Beiträge von Marcus Valerius Mercurinus

    Bereits am Boden, keuchend und schnaufend wie ein altes Walross, die Linke in die Tunika über seinem Herzen gekrallt, starrte der zugegebenermaßen etwas beleibtere Scipio hinauf zu Stella. Ein paarmal schnappte er nach Luft, Tür stand offen, papperlappap, Afer hatte sie geschlossen, wie er es immer tat, wenn er jemanden vorbei brachte, und überhaupt, frech, frech war die Jugend, immer machten sie alles nur noch schlimmer als es ohnehin schon war, das Alter merkte man dann umso mehr... "...'ft... L..ft...." röchelte Scipio und versuchte aberwitzigerweise mit der freien Hand nach Varus zu greifen - selbst jetzt schien ihm die Frau an seiner Seite unmöglich. Verlobte, pah, wenn er hätte lachen können, hätte er es getan. Nichts war eingetragen, damit war auch nichts rechtskräftig, und sie allein war schuld daran, dass er nicht atmen konnte....


    ....allmählich ging das Rot ins Bläuliche über. Scipio dachte an die fesche Jocasta und seine Frau. Jahrelang hatte er es nicht übers Herz bringen können, ihr davon zu erzählen. Und jetzt... Wenn er nur noch ein paar Minuten hätte! Alles um ihn herum wurde so klebrig, dunkel, schwarzgemasert... Scipio schnaufte. "Luf'..."

    "Komm dann am besten wieder direkt zu mir", bestätigte der Beamte mit dem allzu weichen Herz. Im Übrigen ärgerte er sich bereits wieder darüber, so schnell zugesagt zu haben. Und noch mehr ärgerte er sich, als eine gewisse junge Frau ganz plötzlich mitten in seinem Büro stand - ohne anzuklopfen! Eine steile Falte erwuchs auf seinem Gesicht, und am liebsten hätte er jetzt doch wieder auf diesen ominösen Furius Helios verwiesen, nur damit der jungen Dame eine Lehre erteilt wurde. Einfach reinzupoltern ohne anzuklopfen, ja wo gab es denn sowas! Er hätte schließlich auch gerade mit der feschen Jocasta aus dem Nebenzimmer...

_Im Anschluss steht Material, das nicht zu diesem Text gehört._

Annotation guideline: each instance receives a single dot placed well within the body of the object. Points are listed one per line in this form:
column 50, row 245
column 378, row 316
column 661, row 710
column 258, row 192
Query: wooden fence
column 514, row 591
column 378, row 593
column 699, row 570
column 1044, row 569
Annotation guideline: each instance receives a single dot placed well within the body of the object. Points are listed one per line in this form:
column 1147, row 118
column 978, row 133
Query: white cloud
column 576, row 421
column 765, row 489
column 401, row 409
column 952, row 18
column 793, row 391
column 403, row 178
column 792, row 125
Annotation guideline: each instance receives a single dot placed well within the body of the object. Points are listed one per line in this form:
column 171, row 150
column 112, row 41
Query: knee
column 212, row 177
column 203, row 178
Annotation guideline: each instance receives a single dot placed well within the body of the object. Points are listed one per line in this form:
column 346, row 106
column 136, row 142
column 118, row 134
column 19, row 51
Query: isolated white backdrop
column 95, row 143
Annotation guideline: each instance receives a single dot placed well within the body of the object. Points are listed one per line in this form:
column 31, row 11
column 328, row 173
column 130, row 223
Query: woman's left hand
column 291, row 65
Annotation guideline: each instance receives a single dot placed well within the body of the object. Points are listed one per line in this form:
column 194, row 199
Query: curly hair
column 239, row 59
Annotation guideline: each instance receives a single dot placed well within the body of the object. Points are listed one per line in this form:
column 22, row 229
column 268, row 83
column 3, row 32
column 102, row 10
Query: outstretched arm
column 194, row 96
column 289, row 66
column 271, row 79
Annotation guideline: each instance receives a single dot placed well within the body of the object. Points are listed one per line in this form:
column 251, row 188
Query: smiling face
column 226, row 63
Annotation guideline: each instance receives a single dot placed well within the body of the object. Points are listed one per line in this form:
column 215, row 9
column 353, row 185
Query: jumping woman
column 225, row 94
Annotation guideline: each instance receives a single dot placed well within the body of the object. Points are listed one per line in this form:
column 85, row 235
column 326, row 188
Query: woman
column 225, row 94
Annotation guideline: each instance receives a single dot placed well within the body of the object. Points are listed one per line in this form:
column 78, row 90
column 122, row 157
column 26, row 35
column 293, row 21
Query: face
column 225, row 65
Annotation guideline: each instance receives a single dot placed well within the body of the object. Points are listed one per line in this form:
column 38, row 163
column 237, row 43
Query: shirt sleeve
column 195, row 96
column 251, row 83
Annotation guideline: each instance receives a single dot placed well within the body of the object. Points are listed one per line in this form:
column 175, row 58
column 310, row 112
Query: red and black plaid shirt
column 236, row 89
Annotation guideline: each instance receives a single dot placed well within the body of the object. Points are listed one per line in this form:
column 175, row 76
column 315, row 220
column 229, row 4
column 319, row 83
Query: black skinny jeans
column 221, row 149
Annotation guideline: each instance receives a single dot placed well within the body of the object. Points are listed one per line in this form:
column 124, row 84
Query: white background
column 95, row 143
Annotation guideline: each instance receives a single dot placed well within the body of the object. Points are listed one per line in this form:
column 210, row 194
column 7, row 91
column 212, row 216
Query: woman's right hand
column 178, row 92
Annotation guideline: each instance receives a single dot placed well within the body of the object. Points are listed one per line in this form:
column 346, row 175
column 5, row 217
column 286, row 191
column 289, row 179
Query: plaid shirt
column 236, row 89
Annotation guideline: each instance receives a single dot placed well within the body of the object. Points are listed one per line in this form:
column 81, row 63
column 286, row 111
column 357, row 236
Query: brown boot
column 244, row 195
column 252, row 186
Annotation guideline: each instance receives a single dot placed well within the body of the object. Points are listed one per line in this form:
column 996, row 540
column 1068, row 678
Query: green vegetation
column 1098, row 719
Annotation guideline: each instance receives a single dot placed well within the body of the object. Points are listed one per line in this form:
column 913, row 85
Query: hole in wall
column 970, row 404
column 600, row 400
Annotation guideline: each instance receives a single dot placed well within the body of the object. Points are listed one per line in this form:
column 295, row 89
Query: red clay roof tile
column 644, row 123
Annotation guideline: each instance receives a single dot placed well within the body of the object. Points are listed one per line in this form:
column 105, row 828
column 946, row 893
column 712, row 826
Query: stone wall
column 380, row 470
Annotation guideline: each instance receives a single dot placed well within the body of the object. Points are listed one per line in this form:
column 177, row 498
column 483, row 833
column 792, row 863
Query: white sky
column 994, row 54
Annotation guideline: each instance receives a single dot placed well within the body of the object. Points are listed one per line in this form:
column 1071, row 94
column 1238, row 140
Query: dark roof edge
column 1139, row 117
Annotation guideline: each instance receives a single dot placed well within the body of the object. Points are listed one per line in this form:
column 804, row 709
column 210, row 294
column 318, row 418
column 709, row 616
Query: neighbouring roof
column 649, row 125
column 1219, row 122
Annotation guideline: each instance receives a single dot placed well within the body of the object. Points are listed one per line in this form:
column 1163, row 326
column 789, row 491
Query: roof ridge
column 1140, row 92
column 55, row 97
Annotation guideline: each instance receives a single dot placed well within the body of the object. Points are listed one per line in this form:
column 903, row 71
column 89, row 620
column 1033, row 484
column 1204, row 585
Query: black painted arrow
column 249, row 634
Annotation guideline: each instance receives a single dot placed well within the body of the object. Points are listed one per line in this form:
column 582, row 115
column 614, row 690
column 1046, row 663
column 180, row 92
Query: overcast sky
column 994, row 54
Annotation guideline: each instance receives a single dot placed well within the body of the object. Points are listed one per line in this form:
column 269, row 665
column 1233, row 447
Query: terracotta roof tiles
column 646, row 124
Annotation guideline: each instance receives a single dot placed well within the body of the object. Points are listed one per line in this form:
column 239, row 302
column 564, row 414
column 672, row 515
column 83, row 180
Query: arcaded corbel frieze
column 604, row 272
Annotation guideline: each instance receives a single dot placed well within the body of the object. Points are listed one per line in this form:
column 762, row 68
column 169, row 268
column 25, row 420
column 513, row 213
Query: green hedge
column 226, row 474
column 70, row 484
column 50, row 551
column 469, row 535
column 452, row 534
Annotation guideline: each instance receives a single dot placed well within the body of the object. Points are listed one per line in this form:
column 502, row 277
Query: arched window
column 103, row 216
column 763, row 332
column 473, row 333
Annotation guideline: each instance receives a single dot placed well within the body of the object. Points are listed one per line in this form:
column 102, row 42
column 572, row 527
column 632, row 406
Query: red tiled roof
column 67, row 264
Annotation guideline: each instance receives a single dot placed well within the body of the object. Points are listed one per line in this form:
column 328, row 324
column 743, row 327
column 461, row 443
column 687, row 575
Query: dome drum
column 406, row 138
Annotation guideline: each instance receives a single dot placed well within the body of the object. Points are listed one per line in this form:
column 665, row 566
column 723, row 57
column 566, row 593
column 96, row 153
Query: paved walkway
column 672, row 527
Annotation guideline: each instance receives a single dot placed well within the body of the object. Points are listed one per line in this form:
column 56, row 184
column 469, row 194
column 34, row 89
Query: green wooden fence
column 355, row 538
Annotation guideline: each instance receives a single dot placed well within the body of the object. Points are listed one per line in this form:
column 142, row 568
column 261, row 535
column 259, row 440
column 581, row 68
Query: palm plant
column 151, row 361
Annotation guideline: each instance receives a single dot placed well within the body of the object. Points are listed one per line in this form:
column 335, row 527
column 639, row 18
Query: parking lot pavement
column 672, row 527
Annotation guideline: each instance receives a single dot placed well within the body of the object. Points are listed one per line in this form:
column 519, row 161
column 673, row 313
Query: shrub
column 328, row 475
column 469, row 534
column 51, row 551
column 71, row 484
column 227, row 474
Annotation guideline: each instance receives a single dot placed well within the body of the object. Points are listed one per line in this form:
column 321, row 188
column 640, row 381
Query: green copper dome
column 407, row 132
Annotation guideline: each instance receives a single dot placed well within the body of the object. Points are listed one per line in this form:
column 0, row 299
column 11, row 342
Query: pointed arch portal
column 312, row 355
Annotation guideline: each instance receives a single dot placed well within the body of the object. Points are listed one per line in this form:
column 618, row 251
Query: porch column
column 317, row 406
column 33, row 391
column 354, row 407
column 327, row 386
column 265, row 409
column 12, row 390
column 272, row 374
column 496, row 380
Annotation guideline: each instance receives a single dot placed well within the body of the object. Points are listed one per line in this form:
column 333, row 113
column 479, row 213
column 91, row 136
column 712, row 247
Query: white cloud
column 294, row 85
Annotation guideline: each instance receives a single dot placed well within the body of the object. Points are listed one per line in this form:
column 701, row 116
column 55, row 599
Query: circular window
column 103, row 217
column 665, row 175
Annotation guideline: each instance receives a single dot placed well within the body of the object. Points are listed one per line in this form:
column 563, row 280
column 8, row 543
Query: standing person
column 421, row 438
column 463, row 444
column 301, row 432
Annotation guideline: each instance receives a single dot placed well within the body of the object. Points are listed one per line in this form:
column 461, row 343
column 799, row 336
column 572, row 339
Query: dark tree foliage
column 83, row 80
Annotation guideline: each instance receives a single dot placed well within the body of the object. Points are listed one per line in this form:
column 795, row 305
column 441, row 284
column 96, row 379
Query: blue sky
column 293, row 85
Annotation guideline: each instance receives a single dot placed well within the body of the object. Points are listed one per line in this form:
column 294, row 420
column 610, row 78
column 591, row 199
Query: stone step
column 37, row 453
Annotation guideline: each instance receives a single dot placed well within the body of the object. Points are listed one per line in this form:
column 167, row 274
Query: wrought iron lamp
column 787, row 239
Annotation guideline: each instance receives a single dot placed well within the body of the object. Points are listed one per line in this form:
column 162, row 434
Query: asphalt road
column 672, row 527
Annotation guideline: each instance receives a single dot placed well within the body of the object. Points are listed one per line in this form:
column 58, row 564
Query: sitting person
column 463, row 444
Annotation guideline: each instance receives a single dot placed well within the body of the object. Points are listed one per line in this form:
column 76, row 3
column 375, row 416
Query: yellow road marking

    "Ja, wahrhaftig gibt es die", entgegnete der Beamte nun unfreundlich. Wenn er eines nicht mochte, so war das die Missachtung seines Hohheitsgebietes. Und wenn das schon nicht zu Hause war, sondern hier, dann sollte gefälligst auch kein Weib ungeladen einen Fuß hier hineinsetzen und ihn so mir nichts, dir nichts von der Seite her ansprechen. Scipio stand auf. Sein unbequemer Stuhl scharrte über den blank gewienerten Boden. "Ich weiß zwar nicht, woher du kommst, aber dort müssen ziemlich schlechte Sitten herrschen, mein Fräulein, wenn man unaufgefordert ein Büro betritt und nicht einmal die Güte hat, sich vorzustellen. Gut, das mag nicht nötig sein, ich sehe ja, was....dass dich etwas mit Annaeus Varus verbindet. Aber das hier ist mein Büro, meins ganz allein, und wenn man nicht klopft, muss man draußen warten! Also, hinaus!" Mit Scipio gingen gerade sämtliche Pferde durch. Er hatte ein hochrotes Gesicht und pumpte Luft wie der Hinterleib einer Hornisse.


    Und dann...keuchte er, griff sich ans Herz und stürzte.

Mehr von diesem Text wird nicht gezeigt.